Loki

Het was in een donker steegje. Een kleine jongen met pikzwarte haren die rond zijn schouders golfden, zat geknield naar een vlinder te staren. Het insect had inktzwarte vleugels, waarmee het tevergeefs probeerde op te vliegen. Het klapwiekte paniekerig, maar kreeg zijn lijfje niet van de grond.

Het jongetje stak zijn vingertje uit naar het beestje en gaf het een voorzichtige por. Het insect stommelde een paar pasjes opzij en leek wel verontwaardigd naar hem op te kijken. Even dacht Loki dat de vlinder met zijn ogen rolde, maar zoiets was onmogelijk. Volgens Vader hadden insecten geen gevoelens en waren alle wezens op Midgard bij voorbaat hopeloos verloren.

Hij keek even weg van de zwarte vlinder, naar het einde van de steeg. Mensenkinderen in oude vodden ravotten rond op het drukke marktplein. Loki benijdden de Midgardianen. Het was ongelofelijk hoe zorgeloos ze zich konden gedragen, terwijl ze in zulke donkere tijden leefden.

De geknielde God schermde de vlinder af toen een bekende stem zijn naam brulde: 'LOKI!'

Verveeld keek de kleine jongen om naar zijn oudere broertje. 'Thor.' Hij zuchtte. 'Kan je vader niet helpen of zo, in plaats van mij steeds lastig te vallen?' Hij opende zijn handen en keek naar de verwarde vlinder die hij gevangen hield.

De blonde, gespierdere God knikte serieus. 'Goed plan, Loki.' Hij draaide zich om en stormde de markt op.

Loki voelde voorzichtig aan de fluwelen vleugels van het prachtige insect. In Asgard hadden ze deze mysterieuze wezens niet, wist hij. Hij trok zachtjes aan de vleugels. Het liefst wilde hij ze meenemen en boven zijn bed in een lijstje hangen. Ze waren zo mooi, zoals ze glinsterden in de zon.

Het waren de Middeleeuwen, en Odin had zijn twee zoons mee genomen naar Midgard om ze te leren over haar idiote bewoners.
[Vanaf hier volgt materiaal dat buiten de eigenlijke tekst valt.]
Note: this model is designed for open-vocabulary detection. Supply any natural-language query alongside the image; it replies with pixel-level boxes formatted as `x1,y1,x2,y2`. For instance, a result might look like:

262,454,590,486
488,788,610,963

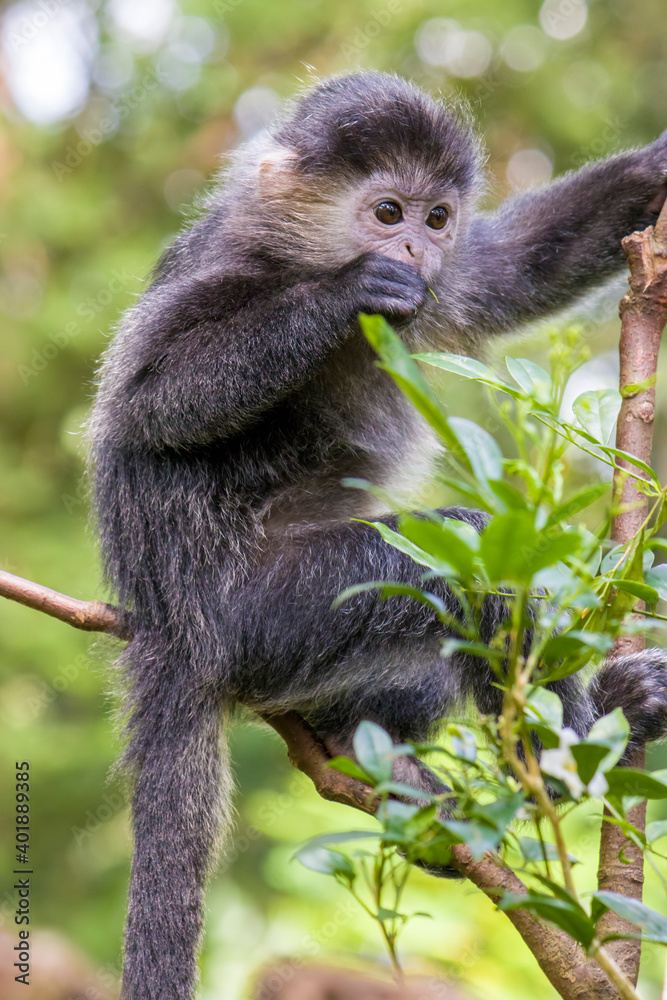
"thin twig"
598,197,667,983
0,571,618,1000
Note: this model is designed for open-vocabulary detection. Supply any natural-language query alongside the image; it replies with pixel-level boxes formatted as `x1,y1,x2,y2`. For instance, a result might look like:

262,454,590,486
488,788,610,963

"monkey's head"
227,73,480,280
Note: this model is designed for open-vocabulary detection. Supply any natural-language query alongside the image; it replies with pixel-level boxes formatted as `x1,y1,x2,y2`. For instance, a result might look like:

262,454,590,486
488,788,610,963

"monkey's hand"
341,253,428,320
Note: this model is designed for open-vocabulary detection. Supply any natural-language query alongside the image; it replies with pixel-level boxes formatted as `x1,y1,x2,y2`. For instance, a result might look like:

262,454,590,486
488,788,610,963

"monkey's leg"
121,635,231,1000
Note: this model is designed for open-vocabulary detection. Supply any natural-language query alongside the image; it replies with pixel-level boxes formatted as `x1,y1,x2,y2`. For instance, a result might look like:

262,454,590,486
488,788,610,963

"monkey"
90,72,667,1000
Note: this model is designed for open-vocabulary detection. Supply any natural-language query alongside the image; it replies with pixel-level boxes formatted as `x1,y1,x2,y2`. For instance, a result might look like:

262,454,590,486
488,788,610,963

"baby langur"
92,73,667,1000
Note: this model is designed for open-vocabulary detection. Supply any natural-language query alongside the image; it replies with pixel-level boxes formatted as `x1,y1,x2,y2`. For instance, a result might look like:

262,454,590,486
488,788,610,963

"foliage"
298,316,667,992
0,0,667,1000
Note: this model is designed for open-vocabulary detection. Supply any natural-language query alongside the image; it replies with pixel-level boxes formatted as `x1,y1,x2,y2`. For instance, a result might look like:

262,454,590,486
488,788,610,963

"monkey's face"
350,175,459,281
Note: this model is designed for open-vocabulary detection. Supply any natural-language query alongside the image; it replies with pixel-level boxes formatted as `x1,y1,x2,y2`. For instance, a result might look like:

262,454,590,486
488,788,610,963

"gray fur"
91,74,667,1000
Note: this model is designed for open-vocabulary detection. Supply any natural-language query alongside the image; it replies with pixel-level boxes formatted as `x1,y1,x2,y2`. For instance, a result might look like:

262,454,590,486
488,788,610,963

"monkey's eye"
374,201,403,226
426,205,449,229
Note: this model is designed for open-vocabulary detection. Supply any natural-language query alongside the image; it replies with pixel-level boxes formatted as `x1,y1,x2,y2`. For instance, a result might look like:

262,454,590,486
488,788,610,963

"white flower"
540,727,586,799
587,771,609,799
540,727,609,799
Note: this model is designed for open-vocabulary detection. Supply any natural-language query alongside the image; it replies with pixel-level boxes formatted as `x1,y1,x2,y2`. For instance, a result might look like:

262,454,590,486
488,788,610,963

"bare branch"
0,570,618,1000
598,202,667,984
0,570,132,639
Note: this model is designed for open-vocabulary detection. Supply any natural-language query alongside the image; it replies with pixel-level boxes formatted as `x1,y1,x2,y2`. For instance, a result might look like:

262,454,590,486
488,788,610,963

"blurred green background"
0,0,667,1000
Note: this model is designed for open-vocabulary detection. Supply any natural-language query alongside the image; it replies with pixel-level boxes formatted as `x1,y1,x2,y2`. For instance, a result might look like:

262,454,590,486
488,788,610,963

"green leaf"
329,757,375,785
570,743,609,785
646,819,667,842
295,830,380,844
294,844,357,883
505,358,552,403
543,629,614,663
518,837,580,865
440,819,502,861
375,781,435,802
545,483,609,528
602,445,660,489
377,906,408,923
353,720,394,781
591,891,667,944
572,389,621,445
606,767,667,799
398,515,479,580
525,685,563,733
360,521,442,572
449,417,503,482
412,351,506,389
480,510,582,583
586,708,630,771
646,563,667,601
470,792,524,836
359,313,460,454
447,723,477,764
611,576,660,608
498,892,595,948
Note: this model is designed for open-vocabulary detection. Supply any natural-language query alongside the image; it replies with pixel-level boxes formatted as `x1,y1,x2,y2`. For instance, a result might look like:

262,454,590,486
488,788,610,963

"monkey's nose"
405,243,424,264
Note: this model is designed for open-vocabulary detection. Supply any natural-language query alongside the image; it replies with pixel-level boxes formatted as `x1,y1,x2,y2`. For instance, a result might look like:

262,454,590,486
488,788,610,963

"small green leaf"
412,351,513,394
611,577,660,608
570,743,609,785
480,510,582,583
518,837,580,865
359,313,460,454
543,629,614,663
572,389,621,445
606,767,667,799
545,483,609,528
525,685,563,733
591,891,667,944
646,819,667,843
449,417,503,482
498,892,595,948
398,515,479,579
646,563,667,601
586,708,630,771
294,845,357,883
505,358,552,403
329,757,375,785
353,720,394,781
440,819,502,861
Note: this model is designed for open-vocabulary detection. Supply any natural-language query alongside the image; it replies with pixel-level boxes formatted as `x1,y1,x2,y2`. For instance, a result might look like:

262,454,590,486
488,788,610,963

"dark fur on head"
91,73,667,1000
272,73,480,196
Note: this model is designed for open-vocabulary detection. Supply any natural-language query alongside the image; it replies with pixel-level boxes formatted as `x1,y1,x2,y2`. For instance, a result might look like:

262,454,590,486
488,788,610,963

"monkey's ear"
257,146,296,198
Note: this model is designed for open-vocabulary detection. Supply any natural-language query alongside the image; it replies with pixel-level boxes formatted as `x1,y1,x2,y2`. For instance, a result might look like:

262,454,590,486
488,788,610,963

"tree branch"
0,569,132,639
598,197,667,984
0,570,618,1000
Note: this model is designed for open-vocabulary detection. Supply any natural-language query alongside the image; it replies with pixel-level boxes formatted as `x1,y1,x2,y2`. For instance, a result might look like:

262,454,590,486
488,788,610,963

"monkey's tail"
121,634,232,1000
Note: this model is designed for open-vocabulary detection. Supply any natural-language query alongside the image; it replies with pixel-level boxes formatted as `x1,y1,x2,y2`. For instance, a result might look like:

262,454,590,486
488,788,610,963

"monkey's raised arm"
101,254,426,449
461,133,667,332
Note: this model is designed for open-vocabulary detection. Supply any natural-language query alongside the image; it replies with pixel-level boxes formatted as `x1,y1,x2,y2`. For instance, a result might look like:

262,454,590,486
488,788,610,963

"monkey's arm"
460,134,667,332
101,254,426,448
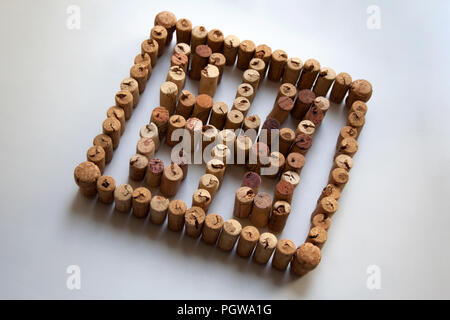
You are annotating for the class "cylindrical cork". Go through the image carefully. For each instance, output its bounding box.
[217,219,242,251]
[269,201,291,232]
[291,243,322,276]
[236,40,255,71]
[267,50,288,81]
[250,192,272,228]
[281,58,303,86]
[167,200,187,231]
[184,206,206,238]
[159,163,183,198]
[330,72,352,103]
[272,239,296,271]
[73,161,101,196]
[198,64,220,96]
[253,232,277,264]
[129,154,148,181]
[233,187,255,219]
[114,90,133,120]
[202,213,223,244]
[298,59,320,90]
[150,196,170,224]
[97,176,116,204]
[86,146,106,173]
[175,18,192,44]
[236,226,259,258]
[114,184,133,213]
[313,67,336,97]
[102,118,122,149]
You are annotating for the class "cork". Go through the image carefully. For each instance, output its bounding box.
[269,201,291,233]
[330,72,352,103]
[281,58,303,86]
[120,77,139,108]
[73,161,101,196]
[175,18,192,44]
[145,158,164,188]
[136,138,155,160]
[291,243,322,276]
[86,146,106,173]
[253,232,278,264]
[114,184,133,213]
[202,213,223,244]
[97,176,116,204]
[132,187,152,218]
[129,63,148,94]
[236,226,259,258]
[167,200,187,231]
[129,154,148,181]
[150,196,170,224]
[250,192,272,228]
[198,64,220,96]
[102,118,121,150]
[236,40,255,71]
[217,219,242,251]
[114,90,133,120]
[267,50,288,81]
[291,89,316,119]
[272,239,297,271]
[298,59,320,90]
[159,163,183,198]
[185,206,206,238]
[209,101,228,130]
[313,67,336,97]
[223,35,241,66]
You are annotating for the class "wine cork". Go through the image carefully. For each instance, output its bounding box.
[120,77,139,108]
[209,101,228,130]
[253,232,277,264]
[198,64,220,96]
[272,239,297,271]
[159,163,183,198]
[132,187,152,218]
[141,38,159,68]
[250,192,272,228]
[313,67,336,97]
[291,243,322,276]
[202,213,223,244]
[223,35,241,66]
[136,138,155,160]
[73,161,101,196]
[185,206,206,238]
[233,187,255,218]
[86,146,106,173]
[267,50,288,81]
[114,184,133,213]
[114,90,133,120]
[236,226,259,258]
[145,158,164,188]
[175,18,192,44]
[298,59,320,90]
[217,219,242,251]
[236,40,255,71]
[150,196,170,224]
[102,118,121,150]
[97,176,116,204]
[330,72,352,103]
[129,154,148,181]
[269,201,291,232]
[167,200,187,231]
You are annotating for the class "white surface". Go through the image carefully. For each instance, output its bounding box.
[0,1,450,299]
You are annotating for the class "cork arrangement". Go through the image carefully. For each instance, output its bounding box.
[74,11,372,276]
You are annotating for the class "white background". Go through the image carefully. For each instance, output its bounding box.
[0,0,450,299]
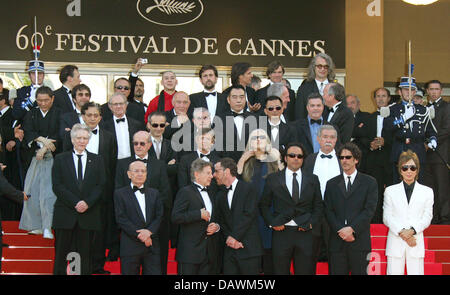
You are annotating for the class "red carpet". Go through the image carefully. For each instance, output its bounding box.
[2,221,450,275]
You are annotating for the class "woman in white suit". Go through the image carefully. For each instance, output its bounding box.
[383,150,434,275]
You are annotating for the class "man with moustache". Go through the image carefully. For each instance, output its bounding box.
[222,62,261,113]
[214,158,263,275]
[54,65,81,114]
[295,52,336,120]
[114,161,163,275]
[303,124,342,262]
[115,131,172,274]
[189,65,226,120]
[172,159,220,275]
[323,83,355,144]
[59,84,91,142]
[259,143,323,275]
[145,71,178,123]
[424,80,450,224]
[51,124,105,275]
[324,142,378,275]
[256,60,295,121]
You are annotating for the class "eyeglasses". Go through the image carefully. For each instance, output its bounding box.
[267,106,281,112]
[402,165,417,172]
[133,141,147,146]
[114,86,130,90]
[151,123,166,128]
[250,135,267,140]
[316,65,330,70]
[338,156,353,160]
[287,154,303,159]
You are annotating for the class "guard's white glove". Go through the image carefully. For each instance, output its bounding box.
[428,139,437,150]
[403,105,415,122]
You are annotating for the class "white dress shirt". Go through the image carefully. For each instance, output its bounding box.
[285,168,302,226]
[313,150,341,200]
[86,126,100,155]
[113,115,131,160]
[227,178,238,209]
[327,101,342,122]
[72,151,87,179]
[204,89,217,120]
[131,183,147,220]
[194,182,212,216]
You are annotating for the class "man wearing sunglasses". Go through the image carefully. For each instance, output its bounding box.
[115,131,172,274]
[264,96,296,154]
[259,143,323,275]
[295,52,335,119]
[324,142,378,275]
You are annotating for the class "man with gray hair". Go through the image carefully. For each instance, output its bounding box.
[172,158,220,275]
[256,60,295,121]
[295,52,335,119]
[323,83,355,144]
[303,125,342,261]
[51,123,105,275]
[102,92,145,159]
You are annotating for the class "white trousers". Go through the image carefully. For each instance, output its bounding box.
[386,253,424,275]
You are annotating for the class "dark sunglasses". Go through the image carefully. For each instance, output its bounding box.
[402,165,417,172]
[287,154,303,159]
[250,135,266,140]
[133,141,147,146]
[151,123,166,128]
[338,156,353,160]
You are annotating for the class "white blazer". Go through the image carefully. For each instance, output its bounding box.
[383,181,434,258]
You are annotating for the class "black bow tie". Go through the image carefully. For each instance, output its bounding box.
[194,183,208,192]
[320,154,333,159]
[136,158,148,164]
[133,185,145,194]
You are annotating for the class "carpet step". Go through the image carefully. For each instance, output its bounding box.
[2,259,53,274]
[3,246,55,260]
[3,233,55,247]
[316,262,444,275]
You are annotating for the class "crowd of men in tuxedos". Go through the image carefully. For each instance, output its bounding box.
[0,53,450,274]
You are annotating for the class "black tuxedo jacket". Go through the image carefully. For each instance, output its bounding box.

De twee jongens waren helemaal ondersteboven geweest van alle interessante wezens die in de bossen huisden, en keken met Goddelijke verachting neer op de mensen. Nu zat Loki hier, alleen, in een stinkende steeg in het één of andere gehucht dat kilometers verderop waarschijnlijk nog te ruiken was. Voor hem stommelde een vlinder gedesoriënteerd over de kiezels, en Loki kon het niet laten een rukje te geven aan één van de inktzwarte vleugels.

Het hele insect ging mee de lucht in.

Geschrokken liet de jonge God het diertje weer los. Hij had niet gedacht dat ze zo licht zouden zijn. Opnieuw trok hij aan een vleugel, maar dit keer hield hij de rest van de vlinder tegen. De zwarte vleugel kwam los en bungelde nu tussen zijn duim en wijsvinger. Voor hem fladderde de vlinder met zijn resterende vleugel.

Loki zwoor dat hij de vlinder kon horen schreeuwen, en het leven vervloeken, maar dat was onmogelijk. Insecten konden niet praten. Dat had Vader zelf gezegd.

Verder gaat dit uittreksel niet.